Когда наступил назначенный для вылазки час, из двенадцати ворот, имевшихся в городе, распахнулось четыре, и из каждых вышло по отряду во главе со своим капитаном. Впереди шли шесть разведчиков из самых смелых воинов, которые были у короля и которым он по этому случаю пожаловал новые титулы и осыпал множеством милостей и подарков, что всегда придает мужество робким, а смелых доводит до дерзости. Четыре капитана, следуя за шестью разведчиками, собрались в определенном месте, откуда должны были напасть на врага. Движимые непреклонной решимостью, они набросились на противника так яростно, что меньше чем за час двенадцать тысяч пасарванов уложили более тридцати, тысяч врагов, не говоря уж о раненых, число которых было много больше и значительная часть которых не выжила. Во время этой схватки взяли в плен трех королей, восемь пате — титул, соответствующий нашим герцогам, — а король Сунды, которого сопровождали мы, сорок португальцев, спасся лишь ценою жизни четырнадцати из наших и тяжелых ранений у остальных, получив три раны копьем. Лагерь был приведен в полнейшее замешательство, и битва была почти проиграна. Сам Пангейран Пате, король Демы, был пронзен копьем и едва не утонул в реке, так как никто не приходил ему на помощь. Вот чего можно добиться внезапным нападением на беспечных людей, ибо прежде чем последние успели собраться с силами, а их начальники построить своих воинов, они дважды были обращены в бегство. Когда наступило утро, стало ясным истинное положение вещей; пасарваны вернулись в город, потеряв всего девятьсот человек и имея две или три тысячи раненых. Удачный исход боя придал осаждаемым столько самонадеянности и надменности, что из-за этого они в дальнейшем потерпели несколько неудач.
Глава CLXXV
Как король Пасарвана сделал новую вылазку во главе десятитысячного войска, о схватке между ним и неприятелем и чем она кончилась
От этого разгрома король Демы испытал величайшее огорчение и досаду, ведь осаждаемые не только осрамили его и лишили значительного числа воинов, но с самого начала осады, подорвали в войске уверенность в победе. Нашему сундскому королю пришлось выслушать от императора немало язвительных намеков, да и прямых обвинений в том, что он, будучи начальником сухопутных войск, так дурно обеспечил наблюдение за неприятелем; его же он считал виновным в сумятице, охватившей весь лагерь.

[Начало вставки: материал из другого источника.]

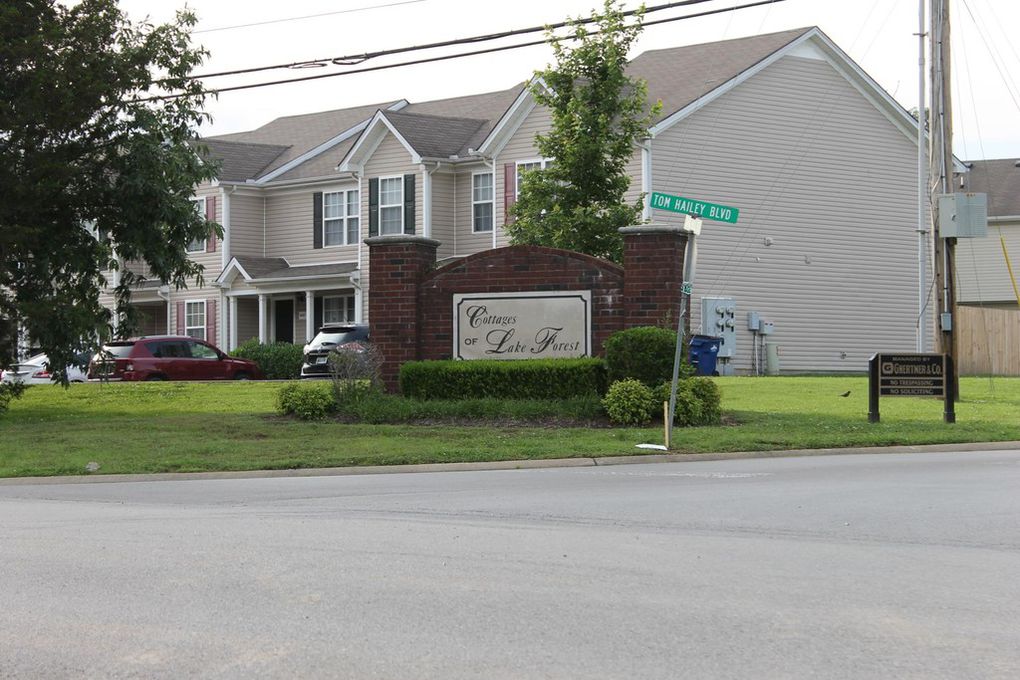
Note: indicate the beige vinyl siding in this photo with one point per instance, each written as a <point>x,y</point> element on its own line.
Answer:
<point>981,272</point>
<point>290,233</point>
<point>247,224</point>
<point>519,148</point>
<point>390,158</point>
<point>824,177</point>
<point>444,216</point>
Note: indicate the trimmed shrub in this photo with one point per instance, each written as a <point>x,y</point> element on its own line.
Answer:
<point>529,378</point>
<point>308,401</point>
<point>9,391</point>
<point>645,354</point>
<point>698,402</point>
<point>628,403</point>
<point>278,361</point>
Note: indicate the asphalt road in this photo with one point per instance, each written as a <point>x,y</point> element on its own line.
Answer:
<point>902,566</point>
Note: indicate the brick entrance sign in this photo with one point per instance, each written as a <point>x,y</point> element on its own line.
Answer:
<point>411,302</point>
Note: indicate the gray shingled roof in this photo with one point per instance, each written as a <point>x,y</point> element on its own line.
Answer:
<point>310,271</point>
<point>1000,178</point>
<point>679,75</point>
<point>257,267</point>
<point>242,160</point>
<point>450,126</point>
<point>432,136</point>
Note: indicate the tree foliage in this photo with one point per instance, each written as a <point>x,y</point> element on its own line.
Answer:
<point>87,165</point>
<point>598,116</point>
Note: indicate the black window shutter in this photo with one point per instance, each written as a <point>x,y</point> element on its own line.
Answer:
<point>317,219</point>
<point>373,207</point>
<point>408,204</point>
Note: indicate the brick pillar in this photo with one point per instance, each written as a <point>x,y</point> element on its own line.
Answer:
<point>653,273</point>
<point>396,266</point>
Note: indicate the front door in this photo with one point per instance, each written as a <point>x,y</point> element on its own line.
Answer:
<point>284,315</point>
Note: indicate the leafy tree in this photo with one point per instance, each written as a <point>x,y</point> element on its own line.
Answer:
<point>88,164</point>
<point>598,115</point>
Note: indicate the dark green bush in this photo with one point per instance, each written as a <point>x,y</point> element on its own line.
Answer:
<point>628,403</point>
<point>698,402</point>
<point>380,408</point>
<point>308,401</point>
<point>9,391</point>
<point>278,361</point>
<point>646,354</point>
<point>531,378</point>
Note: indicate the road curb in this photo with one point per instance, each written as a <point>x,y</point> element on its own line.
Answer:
<point>509,465</point>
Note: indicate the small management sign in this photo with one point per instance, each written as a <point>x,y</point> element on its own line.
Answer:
<point>911,375</point>
<point>522,325</point>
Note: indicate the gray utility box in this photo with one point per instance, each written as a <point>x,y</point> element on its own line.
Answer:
<point>963,215</point>
<point>719,319</point>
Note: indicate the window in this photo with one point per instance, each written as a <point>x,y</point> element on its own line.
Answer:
<point>528,165</point>
<point>199,351</point>
<point>341,211</point>
<point>339,309</point>
<point>198,245</point>
<point>481,201</point>
<point>195,319</point>
<point>392,205</point>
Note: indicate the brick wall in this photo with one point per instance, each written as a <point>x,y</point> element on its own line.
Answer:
<point>411,302</point>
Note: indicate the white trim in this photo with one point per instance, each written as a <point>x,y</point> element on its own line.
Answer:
<point>343,219</point>
<point>369,141</point>
<point>510,120</point>
<point>492,201</point>
<point>403,199</point>
<point>205,319</point>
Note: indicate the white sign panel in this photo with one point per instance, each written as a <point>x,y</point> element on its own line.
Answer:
<point>522,325</point>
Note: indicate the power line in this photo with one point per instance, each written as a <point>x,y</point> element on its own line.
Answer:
<point>306,16</point>
<point>449,56</point>
<point>359,58</point>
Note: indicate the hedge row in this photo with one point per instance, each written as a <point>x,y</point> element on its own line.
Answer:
<point>530,378</point>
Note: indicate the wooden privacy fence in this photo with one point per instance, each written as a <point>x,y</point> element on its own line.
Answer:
<point>989,341</point>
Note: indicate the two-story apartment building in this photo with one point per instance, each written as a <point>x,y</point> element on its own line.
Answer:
<point>785,126</point>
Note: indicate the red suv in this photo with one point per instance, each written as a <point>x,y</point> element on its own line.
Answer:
<point>168,358</point>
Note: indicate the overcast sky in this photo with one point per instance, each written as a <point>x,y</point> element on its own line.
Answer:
<point>876,34</point>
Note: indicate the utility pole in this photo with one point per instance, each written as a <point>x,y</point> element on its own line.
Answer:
<point>941,170</point>
<point>923,193</point>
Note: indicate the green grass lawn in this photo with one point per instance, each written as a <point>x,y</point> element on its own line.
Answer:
<point>181,426</point>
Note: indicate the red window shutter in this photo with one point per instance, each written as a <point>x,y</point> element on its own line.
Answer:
<point>211,323</point>
<point>210,214</point>
<point>509,190</point>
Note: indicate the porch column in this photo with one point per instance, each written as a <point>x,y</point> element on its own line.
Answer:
<point>309,316</point>
<point>263,318</point>
<point>233,323</point>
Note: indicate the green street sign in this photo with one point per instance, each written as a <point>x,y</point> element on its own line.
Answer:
<point>719,213</point>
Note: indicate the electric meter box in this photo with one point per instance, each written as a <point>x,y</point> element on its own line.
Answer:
<point>963,215</point>
<point>719,319</point>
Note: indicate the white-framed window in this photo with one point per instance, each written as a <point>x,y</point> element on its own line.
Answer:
<point>341,217</point>
<point>338,309</point>
<point>392,205</point>
<point>536,164</point>
<point>198,245</point>
<point>195,319</point>
<point>481,202</point>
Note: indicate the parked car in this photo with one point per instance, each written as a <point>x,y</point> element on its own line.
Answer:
<point>36,370</point>
<point>168,358</point>
<point>330,336</point>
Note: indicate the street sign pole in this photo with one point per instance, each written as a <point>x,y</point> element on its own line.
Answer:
<point>693,226</point>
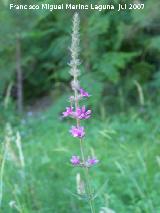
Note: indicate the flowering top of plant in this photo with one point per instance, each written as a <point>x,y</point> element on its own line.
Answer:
<point>77,132</point>
<point>75,160</point>
<point>80,113</point>
<point>68,112</point>
<point>83,93</point>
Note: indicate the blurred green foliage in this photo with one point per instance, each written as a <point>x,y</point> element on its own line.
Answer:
<point>117,48</point>
<point>126,178</point>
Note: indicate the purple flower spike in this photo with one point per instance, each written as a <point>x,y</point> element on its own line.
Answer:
<point>75,160</point>
<point>83,93</point>
<point>81,113</point>
<point>92,161</point>
<point>68,112</point>
<point>77,132</point>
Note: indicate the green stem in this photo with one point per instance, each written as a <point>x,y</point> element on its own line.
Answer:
<point>86,172</point>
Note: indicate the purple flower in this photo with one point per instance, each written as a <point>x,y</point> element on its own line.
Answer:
<point>83,93</point>
<point>68,112</point>
<point>81,113</point>
<point>75,160</point>
<point>77,132</point>
<point>92,161</point>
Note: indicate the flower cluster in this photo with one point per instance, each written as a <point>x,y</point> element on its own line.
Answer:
<point>77,112</point>
<point>75,161</point>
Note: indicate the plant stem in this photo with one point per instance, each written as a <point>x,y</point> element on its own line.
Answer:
<point>86,170</point>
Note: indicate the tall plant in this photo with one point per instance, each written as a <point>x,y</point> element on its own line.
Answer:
<point>79,113</point>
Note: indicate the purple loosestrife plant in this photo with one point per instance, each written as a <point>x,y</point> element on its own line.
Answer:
<point>78,112</point>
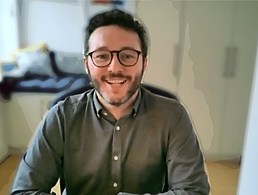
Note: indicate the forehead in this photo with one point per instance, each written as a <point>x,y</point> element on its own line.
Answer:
<point>113,38</point>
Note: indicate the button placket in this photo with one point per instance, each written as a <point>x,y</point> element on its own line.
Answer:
<point>116,151</point>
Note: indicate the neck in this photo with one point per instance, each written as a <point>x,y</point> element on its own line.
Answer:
<point>121,110</point>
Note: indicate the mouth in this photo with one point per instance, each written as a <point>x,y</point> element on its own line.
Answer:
<point>116,81</point>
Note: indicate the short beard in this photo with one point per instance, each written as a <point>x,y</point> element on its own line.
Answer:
<point>133,89</point>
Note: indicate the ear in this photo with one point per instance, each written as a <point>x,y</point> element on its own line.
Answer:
<point>85,62</point>
<point>145,64</point>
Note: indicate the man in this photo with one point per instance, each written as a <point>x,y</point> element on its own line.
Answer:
<point>117,138</point>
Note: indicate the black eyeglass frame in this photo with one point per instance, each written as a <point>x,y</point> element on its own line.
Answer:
<point>117,55</point>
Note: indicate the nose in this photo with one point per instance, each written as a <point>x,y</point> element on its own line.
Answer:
<point>115,65</point>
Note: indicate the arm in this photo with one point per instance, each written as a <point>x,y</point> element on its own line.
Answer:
<point>185,165</point>
<point>41,165</point>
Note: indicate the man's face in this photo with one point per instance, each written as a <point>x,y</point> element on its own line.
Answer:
<point>116,83</point>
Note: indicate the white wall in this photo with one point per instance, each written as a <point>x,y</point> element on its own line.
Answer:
<point>60,24</point>
<point>249,170</point>
<point>8,28</point>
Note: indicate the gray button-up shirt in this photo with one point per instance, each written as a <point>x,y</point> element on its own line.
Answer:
<point>153,149</point>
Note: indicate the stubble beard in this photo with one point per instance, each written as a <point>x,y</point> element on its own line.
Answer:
<point>131,91</point>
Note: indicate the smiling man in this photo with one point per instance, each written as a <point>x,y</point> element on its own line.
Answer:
<point>117,138</point>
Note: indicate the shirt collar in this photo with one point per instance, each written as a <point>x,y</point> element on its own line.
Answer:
<point>99,107</point>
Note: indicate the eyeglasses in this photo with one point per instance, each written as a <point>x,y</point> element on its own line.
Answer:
<point>126,57</point>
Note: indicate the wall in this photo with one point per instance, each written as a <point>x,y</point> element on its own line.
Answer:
<point>188,56</point>
<point>8,27</point>
<point>3,137</point>
<point>249,169</point>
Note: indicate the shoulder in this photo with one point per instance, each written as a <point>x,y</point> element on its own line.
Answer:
<point>161,104</point>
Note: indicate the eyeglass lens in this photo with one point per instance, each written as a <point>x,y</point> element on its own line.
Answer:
<point>126,57</point>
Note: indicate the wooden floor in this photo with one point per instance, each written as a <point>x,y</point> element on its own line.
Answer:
<point>223,176</point>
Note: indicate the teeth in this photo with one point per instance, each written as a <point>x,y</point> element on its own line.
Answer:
<point>116,82</point>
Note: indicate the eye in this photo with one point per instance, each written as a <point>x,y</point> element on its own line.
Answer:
<point>127,56</point>
<point>101,55</point>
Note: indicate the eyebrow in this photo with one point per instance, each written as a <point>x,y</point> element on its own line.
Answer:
<point>106,48</point>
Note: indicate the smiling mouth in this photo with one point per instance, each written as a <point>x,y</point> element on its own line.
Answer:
<point>116,82</point>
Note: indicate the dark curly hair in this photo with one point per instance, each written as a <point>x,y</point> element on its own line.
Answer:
<point>121,19</point>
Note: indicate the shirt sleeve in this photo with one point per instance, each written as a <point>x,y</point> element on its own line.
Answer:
<point>185,163</point>
<point>41,165</point>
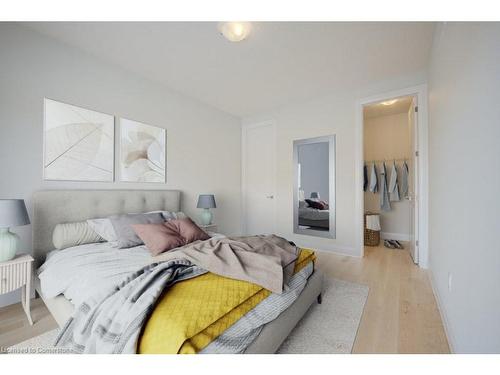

После того как раненым была оказана помощь, а поле боя очищено от трупов, император велел собрать всех королей, герцогов и военачальников, как морских, так и сухопутных, и объявил, что торжественно поклялся Магометом на Коране, их священной книге, не прекращать осады до тех пор, пока не сровняет город с землей, даже если ему самому при этом придется потерять все свое государство, а всякого, кто станет даже по искреннему убеждению возражать против этого, он велит казнить.
Слова эти внушили такой ужас присутствующим, что никто из них не только не посмел противоречить ему, но все в один голос принялись хвалить императора за мудрое решение. После этого он велел спешно построить вокруг лагеря дополнительные укрепления, прорыть рвы, возвести из бревен и щебня валы и бастионы, снабженные насыпями, на которые он приказал втащить много бронзовых орудий, отчего лагерь оказался лучше защищенным, чем город. Все это вызывало насмешки осаждаемых, которые дразнили ночью часовых противника, крича им, что крепость их лагеря говорит лишь о слабости их духа, ибо, вместо того чтобы напасть на город как отважные люди, они сами окружили себя стенами, как слабые женщины, а потому пусть они лучше возвращаются и прядут кудель, раз они ни на что не способны. Такими и подобными шутками они осыпали осаждающих, которые были этим очень уязвлены.